You may be only 45 or 31 or even 23, but your body is ancient. Behaviorally, we humans may have made great strides, but anatomically our bodies are very much like those of our hairier ancestors some 200,000 years ago.
Anthropologists say that our bodies evolved in ways that ensure our survival in a constantly changing environment. We have built-in systems designed for homeostasis that keep our bodies on an even keel—happy and cozy and unchanging.
Think about it. Appetite occurs when you need calories to maintain your body size and energy needs. Fatigue happens when you need sleep so that your body can be restored and revitalized. You start to shiver when the biting cold threatens your 98.6-degree internal temperature, and blood moves out of your extremities inward to protect your vital organs. Your heart rate increases, your eyes widen, and blood shoots to your arms and legs to fuel action when you feel threatened. All of these responses are your body’s automatic attempts to deal with crisis and return to homeostasis. To put it simply, your body abhors change and will do anything in its power to return to a state of safety and boring sameness. It sees any change as a threat and fights hard for homeostasis, even when change would be good for you. That’s one reason losing weight and gaining muscle strength are so difficult to accomplish.

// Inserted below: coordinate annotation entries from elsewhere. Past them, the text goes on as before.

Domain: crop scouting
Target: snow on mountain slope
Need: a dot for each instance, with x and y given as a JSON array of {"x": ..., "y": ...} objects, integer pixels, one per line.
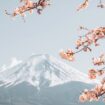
[{"x": 41, "y": 70}]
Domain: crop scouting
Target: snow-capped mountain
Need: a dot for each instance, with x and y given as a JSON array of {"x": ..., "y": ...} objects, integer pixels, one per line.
[
  {"x": 41, "y": 71},
  {"x": 63, "y": 83}
]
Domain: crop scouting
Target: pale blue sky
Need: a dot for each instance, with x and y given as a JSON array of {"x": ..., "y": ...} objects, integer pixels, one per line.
[{"x": 55, "y": 29}]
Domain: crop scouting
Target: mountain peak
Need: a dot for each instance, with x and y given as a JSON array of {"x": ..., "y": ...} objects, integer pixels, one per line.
[{"x": 41, "y": 70}]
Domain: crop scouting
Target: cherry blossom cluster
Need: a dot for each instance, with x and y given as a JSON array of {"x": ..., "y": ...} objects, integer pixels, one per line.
[
  {"x": 93, "y": 94},
  {"x": 68, "y": 55},
  {"x": 85, "y": 4},
  {"x": 84, "y": 42},
  {"x": 29, "y": 5},
  {"x": 100, "y": 61}
]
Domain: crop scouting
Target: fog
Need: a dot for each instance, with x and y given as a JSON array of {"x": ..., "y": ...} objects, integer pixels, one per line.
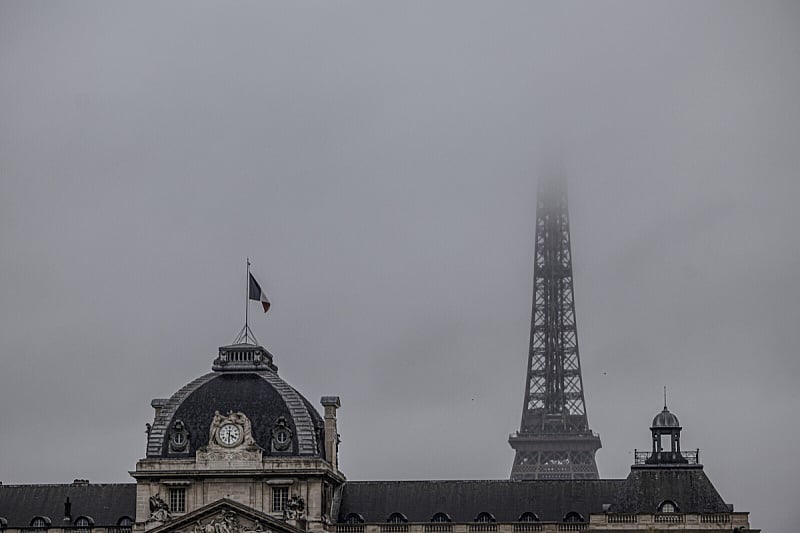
[{"x": 378, "y": 164}]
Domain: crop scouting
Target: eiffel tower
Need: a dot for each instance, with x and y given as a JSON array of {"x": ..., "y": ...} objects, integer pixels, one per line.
[{"x": 554, "y": 440}]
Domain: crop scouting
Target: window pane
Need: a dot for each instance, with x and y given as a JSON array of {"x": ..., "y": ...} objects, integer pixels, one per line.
[
  {"x": 177, "y": 500},
  {"x": 280, "y": 496}
]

In order to create a change in your body, you must override your current scenario—your homeostasis—and that usually requires actions that are different from what you’ve been doing. In order to change, you must change. You need to break out of your comfort zone. This is why I relate muscular growth in the gym to personal growth in your life. It’s all the same! You have to be uncomfortable if you want to achieve something bigger and better.
The only way to override homeostasis and create change is to expose your body to the new stimulus over and over and over. In training for strength, that means exposing your muscles to progressive resistance, heavier and heavier weights that keep on challenging them. In essence, you need to make your muscles work harder and harder. There’s no way to sugarcoat this. The exercises don’t get easier, but you will get better.

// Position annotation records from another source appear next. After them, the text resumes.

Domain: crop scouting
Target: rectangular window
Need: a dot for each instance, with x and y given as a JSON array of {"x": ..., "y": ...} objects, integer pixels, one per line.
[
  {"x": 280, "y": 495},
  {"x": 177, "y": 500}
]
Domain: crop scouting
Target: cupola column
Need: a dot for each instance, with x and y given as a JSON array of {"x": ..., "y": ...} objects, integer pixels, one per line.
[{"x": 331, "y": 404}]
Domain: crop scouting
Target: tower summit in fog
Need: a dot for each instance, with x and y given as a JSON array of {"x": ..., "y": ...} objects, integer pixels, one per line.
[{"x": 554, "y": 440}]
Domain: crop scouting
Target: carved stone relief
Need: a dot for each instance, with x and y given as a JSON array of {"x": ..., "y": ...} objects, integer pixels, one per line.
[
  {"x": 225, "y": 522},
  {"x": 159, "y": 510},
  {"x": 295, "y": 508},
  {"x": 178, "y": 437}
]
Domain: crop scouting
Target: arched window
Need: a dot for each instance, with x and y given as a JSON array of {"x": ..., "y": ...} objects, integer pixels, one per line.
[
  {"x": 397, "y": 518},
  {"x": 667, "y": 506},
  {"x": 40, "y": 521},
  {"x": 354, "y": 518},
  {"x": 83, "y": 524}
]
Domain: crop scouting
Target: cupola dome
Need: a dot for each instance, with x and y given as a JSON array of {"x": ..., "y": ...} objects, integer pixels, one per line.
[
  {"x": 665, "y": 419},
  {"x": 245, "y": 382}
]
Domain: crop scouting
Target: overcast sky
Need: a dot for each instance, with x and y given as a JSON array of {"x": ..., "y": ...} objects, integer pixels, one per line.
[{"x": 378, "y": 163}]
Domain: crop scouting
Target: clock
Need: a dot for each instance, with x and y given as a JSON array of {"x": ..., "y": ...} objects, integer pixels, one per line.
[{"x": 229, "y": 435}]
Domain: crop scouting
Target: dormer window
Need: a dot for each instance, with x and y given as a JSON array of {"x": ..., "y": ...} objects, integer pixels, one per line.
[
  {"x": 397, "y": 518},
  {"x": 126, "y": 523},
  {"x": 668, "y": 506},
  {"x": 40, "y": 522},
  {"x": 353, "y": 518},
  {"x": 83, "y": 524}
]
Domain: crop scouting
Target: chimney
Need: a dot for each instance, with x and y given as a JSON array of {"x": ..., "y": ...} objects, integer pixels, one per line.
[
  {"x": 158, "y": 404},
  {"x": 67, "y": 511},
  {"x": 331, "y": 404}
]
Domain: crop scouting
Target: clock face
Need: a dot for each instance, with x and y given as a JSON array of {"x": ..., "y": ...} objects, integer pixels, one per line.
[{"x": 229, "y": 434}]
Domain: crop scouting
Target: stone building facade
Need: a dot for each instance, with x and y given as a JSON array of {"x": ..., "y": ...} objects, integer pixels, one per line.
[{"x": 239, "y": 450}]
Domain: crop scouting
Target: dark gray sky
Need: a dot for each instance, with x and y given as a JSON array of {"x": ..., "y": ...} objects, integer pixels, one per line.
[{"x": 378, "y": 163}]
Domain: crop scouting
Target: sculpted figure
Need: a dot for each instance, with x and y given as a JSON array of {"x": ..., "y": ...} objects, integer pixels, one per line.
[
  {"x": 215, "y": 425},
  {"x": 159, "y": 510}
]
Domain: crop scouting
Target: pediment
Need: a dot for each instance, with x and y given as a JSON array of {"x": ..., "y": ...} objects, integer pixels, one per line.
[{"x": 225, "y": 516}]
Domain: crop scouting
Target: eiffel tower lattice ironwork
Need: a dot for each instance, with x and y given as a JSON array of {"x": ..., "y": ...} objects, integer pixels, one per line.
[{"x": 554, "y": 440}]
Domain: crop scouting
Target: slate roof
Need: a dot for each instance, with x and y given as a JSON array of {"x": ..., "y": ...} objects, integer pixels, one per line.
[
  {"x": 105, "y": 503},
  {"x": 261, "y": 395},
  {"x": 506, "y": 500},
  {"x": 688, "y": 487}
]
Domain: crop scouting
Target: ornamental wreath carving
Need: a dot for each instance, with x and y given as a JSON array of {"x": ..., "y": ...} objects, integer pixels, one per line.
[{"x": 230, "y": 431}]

All of the 90-day training programs in this book are designed around this concept and provide your muscles with the perfect amount of “stress” to make them stronger. Each month, your program will progress so that you are tackling new challenges and pushing your muscles to break through homeostasis. Each month, the workout will get harder, and you will get stronger, leaner, and fitter. Remember, a pound of muscle is smaller in size than a pound of fat, so even if the weight on the scale doesn’t change (and it will), you are going to be smaller and tighter if you add muscle.
Take that, ancient body!
Your Body on Strength Training
In the gym you create muscle and strength by exposing your body to resistance that is beyond your current ability. Over time, continued exposure forces your muscles to physically change. The technical term for this is hypertrophy. When a muscle is significantly challenged, muscle cells become agitated, kicking off a chain reaction that increases the diameter of the muscle fiber. The amount of challenge you put on your muscle can be called tension. Maybe you’ve heard the phrase “time under tension.” It’s a very important concept in strength training. Lifting a light object causes a small amount of tension. Lifting a heavy object slowly causes great tension. This is where the magic happens. Heavy tension causes microscopic tears in your muscle fibers. The greater the pressure inside your muscle, the more extensive the “damage” to your muscle fibers. But I don’t want you to think of this damage as a bad thing because it’s ultimately what helps you become stronger.
Damage is the building block of strength and muscle development. The greater the time and pressure, the greater the damage to your muscle. This breaking down is followed by a period of repair and recovery. This is the special sauce where the real strength and muscles are made. Your workouts are only as good as your recoveries.